‘We are an industry in crisis’: Over 3,500 performers and music execs send open letter to Federal Government about end of JobKeeper
A collective of music industry artists, workers, venues and businesses have come together to urge the Australian Government to establish an industry rescue program to fill the void which will be left when the JobKeeper wage subsidy program ends on March 28.
The group, including artists as well as the Live Entertainment Industry Forum, ARIA, the Australian Live Music Business Council, Music NSW, APRA AMCOS and Support Act, said the constant wave of lockdowns, state border closures and audience limitations have made it impossible for the music and live entertainment industry to properly restart.
The letter comes off the back of new analysis which shows live music is operating at under 4% of its pre-COVID levels.

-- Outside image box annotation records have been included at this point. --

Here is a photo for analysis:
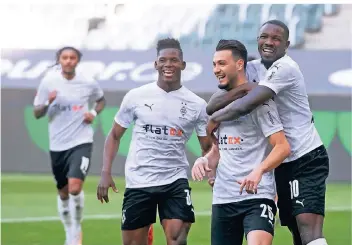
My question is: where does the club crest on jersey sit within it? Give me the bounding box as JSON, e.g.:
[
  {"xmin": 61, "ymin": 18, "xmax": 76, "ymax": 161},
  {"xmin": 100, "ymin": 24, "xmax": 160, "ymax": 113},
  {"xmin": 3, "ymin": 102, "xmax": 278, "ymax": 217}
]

“Each time there is another COVID-19 cluster or a quarantine breach, any plans to trade again are halted. Musicians, sole traders, venues, clubs, festivals, music businesses and the industry remain out of work. Billions of dollars for hospitality and tourism generated from Australian music remains stifled. We are an industry in crisis,” the letter said.
The signatories of the letter acknowledged Australia’s relatively privileged global position when it comes to how it’s tracking in the pandemic, but said the cycle of lockdowns and border closures necessitated further economic support.

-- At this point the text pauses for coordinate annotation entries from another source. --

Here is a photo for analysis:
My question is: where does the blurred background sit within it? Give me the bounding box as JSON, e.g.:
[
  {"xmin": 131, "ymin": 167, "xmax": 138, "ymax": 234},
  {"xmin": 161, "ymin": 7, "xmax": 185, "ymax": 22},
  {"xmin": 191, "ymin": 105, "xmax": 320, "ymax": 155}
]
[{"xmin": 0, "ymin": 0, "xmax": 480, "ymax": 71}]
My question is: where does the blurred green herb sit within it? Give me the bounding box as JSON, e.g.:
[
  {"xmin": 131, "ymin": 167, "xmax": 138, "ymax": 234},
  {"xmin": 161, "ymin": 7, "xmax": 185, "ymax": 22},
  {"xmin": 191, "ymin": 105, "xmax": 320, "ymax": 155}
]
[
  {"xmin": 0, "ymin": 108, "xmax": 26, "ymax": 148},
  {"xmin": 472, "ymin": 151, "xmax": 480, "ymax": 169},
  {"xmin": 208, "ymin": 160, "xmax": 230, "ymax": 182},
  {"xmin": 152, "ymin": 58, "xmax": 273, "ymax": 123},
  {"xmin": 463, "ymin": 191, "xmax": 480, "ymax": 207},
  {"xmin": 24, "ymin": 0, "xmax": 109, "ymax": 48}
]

The collective noted that since March last year, there has not been a single national tour by an Australian artists, nor has there been a full-capacity festival. In addition, night clubs remain closed and venues are restricted by social distancing requirements.
The solution, they said, to balance both the rules required to contain the pandemic and keep the sector alive, is to provide economic support.
“Extending JobKeeper, or providing an industry specific wage subsidy package, will keep the show on the road,” the letter said. “This doesn’t just make cultural sense, it makes economic sense. The arts and entertainment sector contributes around $15 billion per year in GDP, employing close to 200,000 highly-skilled Australians. Australia Institute research has found that for every million dollars in turnover, arts and entertainment produce nine jobs while the construction industry only produces around one job.”
The intricate network that supports festivals, gigs and events includes “an army of musicians, agents, promoters, crew, technicians, music teachers and many other industry professionals”, the letter reminded the Government.
“We can’t afford to lose the skills and businesses of our industry. The result for Australian music and live entertainment would be catastrophic.”